Introduced by Rep. Sherri Gallick, a Republican member of the Missouri House of Representatives, HB 1831 is one of two new bills that would make age verification by adult websites state law — an apparent effort to codify, via the legislative process, new AV regulations unilaterally imposed by the state attorney general in a controversial move that may yet be subject to legal challenges. The other new AV bill is HB 1878, proposed by Rep. Renee Reuter.
Whereas HB 1878 is similar to numerous other AV laws in effect in U.S. states, however, Gallick’s HB 1831 includes a provision that would require adult sites to display a notice reading, “Pornography is potentially biologically addictive, is proven to harm human brain development, desensitizes brain reward circuits, increases conditioned responses, and weakens brain function. Exposure to this content is associated with low self-esteem and body image, eating disorders, impaired brain development, and other emotional and mental illnesses. Pornography increases the demand for prostitution, child exploitation, and child pornography.”
The bill would also require that adult sites display, at the bottom of every site page, a notice referring users to a helpline “for individuals and family members facing mental health or substance use disorders.”

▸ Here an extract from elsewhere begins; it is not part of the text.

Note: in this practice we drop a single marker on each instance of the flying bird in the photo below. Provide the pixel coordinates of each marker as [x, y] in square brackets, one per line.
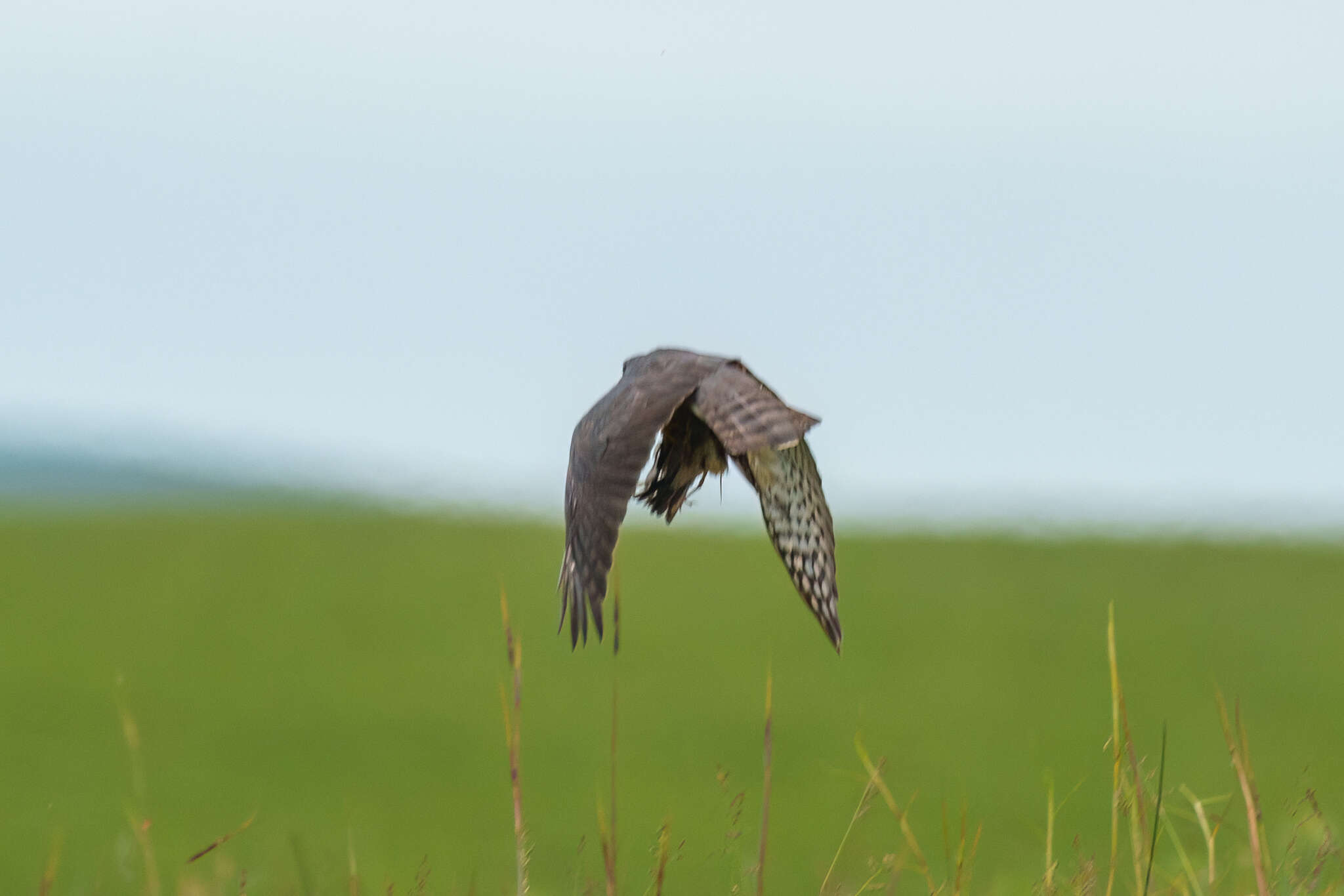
[706, 410]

The language in the notices is identical to that originally proposed in Texas’ HB 1181, the state age verification bill that sparked the pivotal Supreme Court case Free Speech Coalition v. Paxton. The court’s ruling upholding the Texas law ultimately paved the way for enforcement of state AV laws around the country.
The version of the Texas law upheld by the Supreme Court, however, did not include the “health warnings,” as those provisions had already been struck down by the United States Court of Appeals for the 5th Circuit, when it upheld an injunction by a district court deeming the requirement to post such notices to be unconstitutionally forced speech.
Given the 5th Circuit’s ruling, it is unclear how HB 1831 could be expected to proceed.
XBIZ has reached out to Gallick’s office for comment.